”People don’t just fall in love. No, we stumble and trip and collapse face-first into it.”
School’s out, senior year is over, and Isaac Martin is ready to kick off summer. His last before heading off to college in the fall where he won’t have his best friend, Diego. Where—despite his social anxiety—he’ll be left to make friends on his own. Knowing his time with Diego is limited, Isaac enacts a foolproof plan: snatch up a pair of badges for the epic comic convention, Legends Con, and attend his first ever Teen Pride. Just him and Diego. The way it should be. But when an unexpected run-in with Davi—Isaac’s old crush—distracts him the day tickets go on sale, suddenly he’s two badges short of a perfect summer. Even worse, now he’s left making it up to Diego by hanging with him and his gamer buddies. Decidedly NOT part of the original plan.
It’s not all bad, though. Some of Diego’s friends turn out to be pretty cool, and when things with Davi start heating up, Isaac is almost able to forget about his Legends Con blunder. Almost. Because then Diego finds out what really happened that day with Davi, and their friendship lands on thin ice. Isaac assumes he’s upset about missing the convention, but could Diego have other reasons for avoiding Isaac?
Notice: thank you to Penguin Teen for sending an advanced reader’s copy of this book through the Penguin Teen Partner Program. This does not affect my opinion.
This is a coming-of-age novel about two teenage boys who are right out of high school and on the cusp of the next stage of their lives. One (Isaac) will be attending college a few hours away from home and everyone he knows. His best friend (Diego) has decided against going to college with Isaac and instead is set on pursuing a full-time gaming career. With a fork in the road in sight, these two do what all of us would do: try to make the most out of the final summer they have together.
Winters does a great job of setting the stage for readers by providing us with enough context that makes the depth of Isaac and Diego’s friendship believable. This is especially important for such a character-driven novel that does not place significant attention elsewhere (world-building, developing a complex plot, etc). Because the plot of the book follows a simple arc and the book takes place in a real-world setting, we’re able to spend the majority of the time inside of Isaac’s head exploring his inner emotional world.

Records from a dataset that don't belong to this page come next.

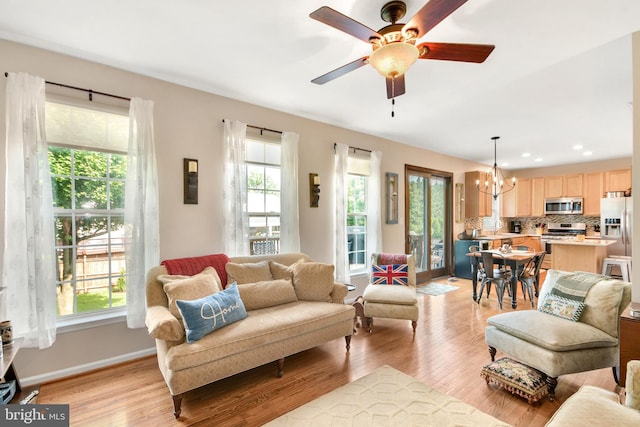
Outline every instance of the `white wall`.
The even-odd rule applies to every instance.
[[[299,192],[301,249],[312,258],[333,262],[333,144],[343,142],[382,151],[382,172],[400,177],[405,163],[444,170],[464,182],[465,170],[484,166],[255,105],[200,92],[105,65],[0,40],[4,71],[26,71],[46,80],[155,102],[155,138],[160,186],[160,256],[162,259],[222,252],[222,119],[237,119],[270,129],[300,134]],[[4,117],[5,84],[0,84],[0,117]],[[99,97],[96,97],[99,101]],[[389,118],[389,120],[392,120]],[[0,135],[5,135],[4,120]],[[3,151],[4,155],[4,151]],[[199,161],[199,204],[182,203],[182,159]],[[321,178],[319,208],[309,207],[308,174]],[[4,191],[4,162],[0,162]],[[400,180],[400,194],[404,192]],[[0,197],[0,224],[4,193]],[[397,225],[383,224],[385,251],[404,250],[404,204]],[[456,224],[455,234],[462,224]],[[0,227],[0,235],[3,231]],[[4,236],[0,236],[4,241]],[[6,242],[10,245],[10,242]],[[2,249],[0,249],[0,252]],[[1,255],[1,253],[0,253]],[[9,302],[10,303],[10,302]],[[47,380],[147,354],[154,346],[145,329],[129,330],[122,322],[59,334],[49,349],[24,349],[16,367],[26,383]]]
[[[632,188],[640,189],[640,32],[633,33],[631,38],[633,50],[633,176]],[[640,197],[636,194],[633,198],[633,240],[631,253],[633,259],[640,259]],[[640,261],[633,262],[639,266]],[[640,303],[640,268],[634,268],[631,272],[631,283],[633,283],[632,299]]]

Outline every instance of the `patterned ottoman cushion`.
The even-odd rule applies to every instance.
[[[503,387],[526,398],[529,403],[543,399],[548,393],[545,375],[542,372],[508,357],[489,363],[482,368],[480,376],[487,384]]]

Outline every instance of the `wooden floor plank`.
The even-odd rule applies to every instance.
[[[536,405],[487,385],[480,370],[490,361],[487,318],[500,312],[495,292],[477,304],[470,281],[449,283],[459,289],[420,294],[415,336],[408,321],[375,319],[371,334],[357,330],[349,353],[337,339],[288,357],[282,378],[272,363],[186,393],[179,420],[155,357],[43,384],[38,403],[69,404],[73,426],[259,426],[390,365],[509,424],[537,427],[583,384],[616,391],[610,369],[560,377],[556,400]],[[531,309],[522,296],[518,303]]]

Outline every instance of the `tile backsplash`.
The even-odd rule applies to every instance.
[[[587,224],[587,233],[593,232],[595,225],[600,225],[599,216],[582,216],[582,215],[545,215],[540,217],[520,217],[520,218],[500,218],[502,222],[501,232],[509,231],[509,223],[512,221],[520,221],[523,234],[535,232],[535,225],[539,223],[567,223],[567,222],[584,222]],[[482,218],[466,218],[464,221],[465,228],[482,228]]]

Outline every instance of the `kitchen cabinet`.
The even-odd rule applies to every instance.
[[[464,214],[467,218],[491,216],[493,198],[476,187],[476,180],[484,186],[485,181],[491,185],[491,175],[486,172],[472,171],[464,174]]]
[[[604,173],[604,192],[627,191],[631,188],[631,169],[607,171]]]
[[[512,191],[502,193],[500,197],[500,209],[502,209],[502,215],[505,218],[513,218],[516,216],[516,191],[520,182],[516,183],[516,188]]]
[[[586,271],[600,273],[602,261],[607,257],[606,244],[551,240],[553,259],[551,267],[562,271]]]
[[[544,179],[545,197],[582,197],[582,174],[547,176]]]
[[[600,199],[604,195],[604,179],[602,172],[584,174],[584,204],[586,216],[600,216]]]
[[[544,215],[544,181],[544,178],[531,180],[531,216]]]
[[[516,216],[531,216],[531,179],[520,179],[516,183]]]
[[[515,248],[517,246],[526,246],[533,251],[539,252],[540,249],[540,237],[537,236],[518,236],[511,239],[513,242],[511,245]]]

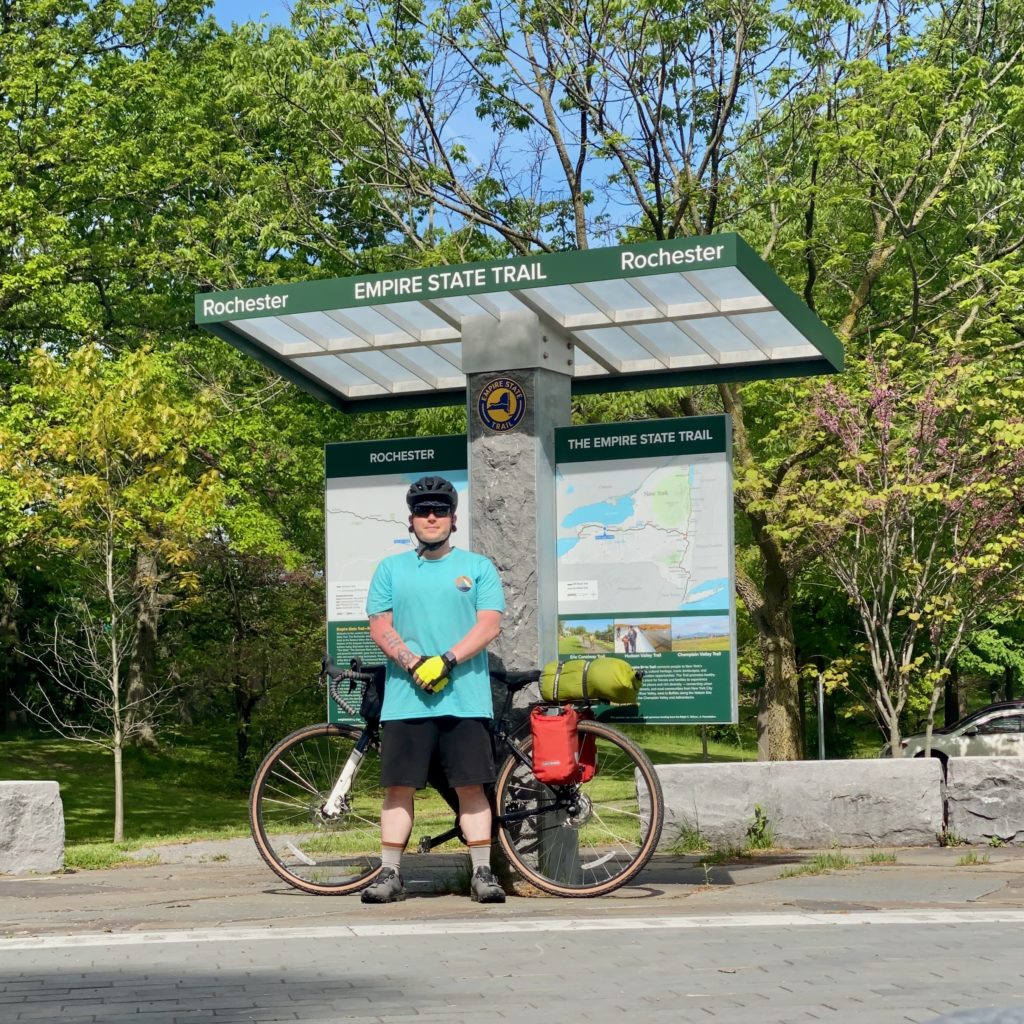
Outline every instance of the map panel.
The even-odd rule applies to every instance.
[[[466,470],[431,470],[454,484],[466,508]],[[424,473],[328,478],[327,619],[366,618],[366,595],[377,563],[412,548],[405,492]],[[468,521],[468,520],[467,520]],[[466,544],[468,546],[468,538]]]
[[[730,483],[724,452],[561,463],[559,615],[727,610]]]

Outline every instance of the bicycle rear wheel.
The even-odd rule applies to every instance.
[[[346,725],[310,725],[264,758],[249,794],[249,825],[260,856],[303,892],[343,896],[380,871],[380,752],[371,743],[338,813],[324,804],[363,735]]]
[[[555,896],[603,896],[635,878],[650,860],[665,817],[650,758],[617,729],[582,721],[580,740],[597,749],[597,772],[575,786],[548,786],[510,756],[498,772],[498,839],[513,867]]]

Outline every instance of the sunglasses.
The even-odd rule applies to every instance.
[[[441,502],[421,501],[419,504],[413,505],[412,514],[421,519],[429,515],[437,516],[438,519],[447,519],[452,514],[452,509],[450,505],[444,505]]]

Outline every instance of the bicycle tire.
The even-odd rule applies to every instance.
[[[249,827],[260,856],[279,878],[315,896],[365,888],[380,871],[380,752],[366,750],[347,808],[327,819],[322,807],[362,730],[322,723],[281,740],[256,771]]]
[[[603,722],[582,721],[597,747],[597,772],[575,786],[548,786],[510,755],[495,784],[498,840],[512,866],[553,896],[604,896],[634,879],[651,859],[665,819],[661,783],[650,758]],[[557,806],[555,806],[557,805]]]

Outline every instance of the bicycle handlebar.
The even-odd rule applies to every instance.
[[[352,707],[351,704],[341,693],[340,687],[337,685],[343,680],[348,680],[348,692],[356,688],[356,683],[362,683],[364,692],[366,687],[371,685],[380,686],[384,682],[384,675],[387,671],[386,665],[363,665],[360,658],[353,658],[350,662],[351,668],[338,668],[334,664],[334,660],[330,655],[326,655],[323,661],[320,662],[320,676],[319,679],[323,680],[326,676],[328,679],[328,689],[334,702],[345,712],[354,716],[360,717],[359,712]],[[490,671],[491,679],[495,682],[504,683],[508,688],[509,697],[511,694],[518,690],[521,690],[524,686],[528,686],[530,683],[535,683],[541,677],[540,669],[530,669],[527,672],[508,672],[505,669],[492,668]],[[360,695],[360,698],[362,695]]]
[[[327,678],[327,689],[331,695],[331,699],[342,709],[342,711],[351,715],[353,718],[360,718],[362,717],[363,697],[371,686],[380,686],[384,682],[386,666],[364,666],[360,658],[353,658],[350,664],[352,666],[351,668],[338,668],[338,666],[334,664],[331,656],[326,655],[320,662],[320,675],[317,678],[319,681],[323,681],[324,677]],[[362,692],[359,694],[359,700],[357,702],[360,705],[358,709],[354,708],[345,699],[345,695],[341,692],[341,687],[338,685],[342,680],[346,679],[348,680],[349,693],[352,693],[356,688],[356,683],[363,684]]]
[[[364,666],[359,658],[353,658],[351,664],[351,668],[338,668],[328,654],[320,662],[320,675],[335,681],[348,679],[353,683],[372,683],[379,675],[383,674],[385,669],[384,665]]]
[[[335,680],[349,679],[357,683],[372,683],[387,668],[386,665],[363,665],[359,658],[353,658],[351,664],[351,668],[338,668],[331,656],[327,655],[320,663],[320,674]],[[541,677],[541,670],[534,668],[526,672],[509,672],[502,668],[492,668],[490,674],[491,678],[499,683],[515,686],[537,682]]]

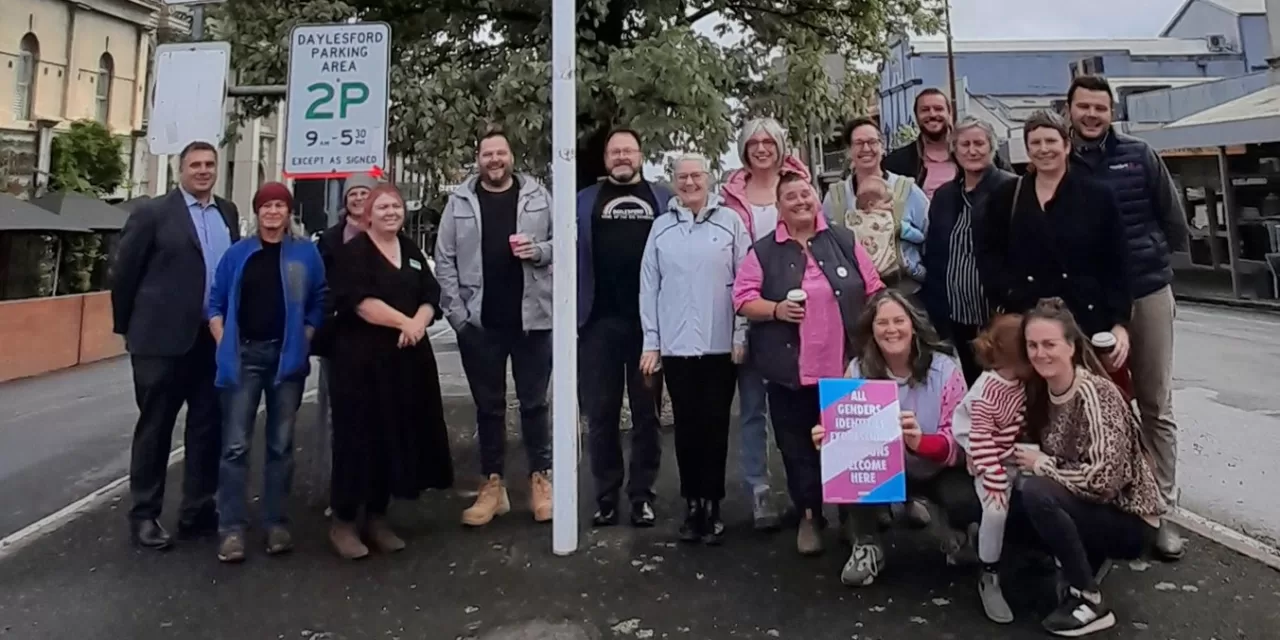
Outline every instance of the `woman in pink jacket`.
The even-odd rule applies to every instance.
[[[786,132],[773,118],[757,118],[738,136],[742,169],[729,174],[720,198],[747,226],[747,235],[758,242],[778,227],[778,181],[796,175],[810,183],[809,170],[791,155]],[[747,349],[750,350],[750,344]],[[747,363],[751,359],[747,358]],[[755,527],[776,530],[778,512],[769,489],[769,423],[766,416],[764,378],[749,364],[738,367],[738,414],[742,420],[742,477],[751,490]]]

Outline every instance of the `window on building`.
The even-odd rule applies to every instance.
[[[40,66],[40,41],[34,33],[22,36],[18,43],[18,61],[14,69],[13,117],[31,120],[36,103],[36,67]]]
[[[111,59],[111,54],[104,53],[98,58],[98,81],[97,81],[97,116],[98,122],[109,125],[111,117],[111,85],[115,80],[115,61]]]

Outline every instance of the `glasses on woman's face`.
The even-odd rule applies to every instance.
[[[610,158],[631,158],[640,155],[640,150],[635,147],[623,147],[621,149],[610,149]]]
[[[876,149],[880,146],[879,138],[855,138],[851,144],[854,149]]]
[[[677,173],[676,182],[702,182],[707,179],[706,171],[691,171],[689,173]]]

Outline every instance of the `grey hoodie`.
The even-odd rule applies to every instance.
[[[551,329],[551,195],[533,176],[520,174],[516,231],[533,239],[537,255],[524,262],[524,299],[520,314],[525,331]],[[484,299],[484,267],[480,254],[480,201],[472,176],[449,194],[436,236],[436,280],[440,307],[455,331],[480,326]]]

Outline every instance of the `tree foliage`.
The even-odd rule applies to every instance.
[[[102,196],[124,184],[124,147],[102,123],[77,120],[53,138],[49,188]]]
[[[833,86],[824,55],[865,80],[857,68],[873,63],[890,35],[936,28],[938,2],[579,0],[580,180],[598,175],[602,134],[614,126],[637,129],[655,158],[680,149],[715,158],[746,116],[777,116],[799,135],[852,115],[856,92]],[[392,27],[392,153],[419,171],[463,166],[477,134],[498,124],[525,168],[542,173],[550,162],[550,2],[228,0],[217,9],[217,31],[232,44],[239,82],[277,84],[294,25],[351,18]],[[721,45],[694,29],[712,18],[741,37]],[[272,108],[239,102],[246,117]]]

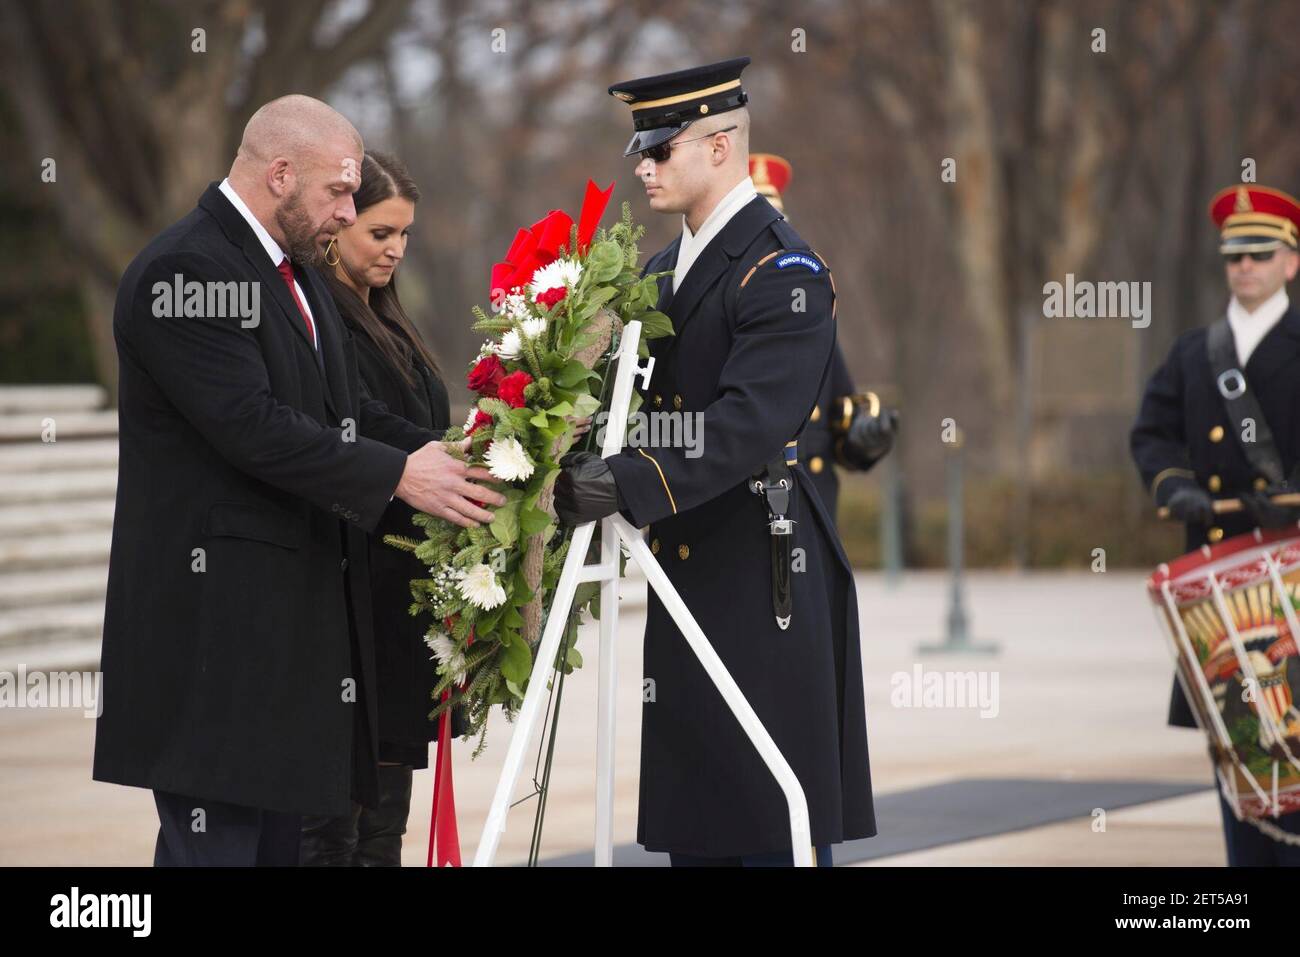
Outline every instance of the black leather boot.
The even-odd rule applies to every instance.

I appreciate this book because it read very sincerely and genuinely. I developed an emotional attachment and investment in Isaac and Diego and their respective struggles. Though I would overall consider this book pretty “light” in terms of subject matter, it does touch on an important theme in its subplots: broken family dynamics as a result of infidelity. This often spills over into the interactions we see between Isaac and Diego and shapes how Isaac views the world/the people around him. Things inevitably heat up between Isaac and Diego as side characters are introduced and tensions rise. The conflict between the two characters feels very authentic, and it surprised me to read Isaac follow a thought process I the reader had the main conflict unfolded:
“Suddenly, the only thing I can hear in my head are Diego’s words from yesterday: “I’m happy for you, okay?” Of course, he’s happy as fuck for me. He’s met someone and doesn’t have to feel guilty about ditching me if I’ve got Davi to occupy my time.”
In all, Right Where I Left You simply felt like a sweet summer read. If you’re interested in a character-driven book with a simple plot and themes of complicated family dynamics, comic book craze, queer pride, and a whole bunch of coming-of-age angst, this is the book for you.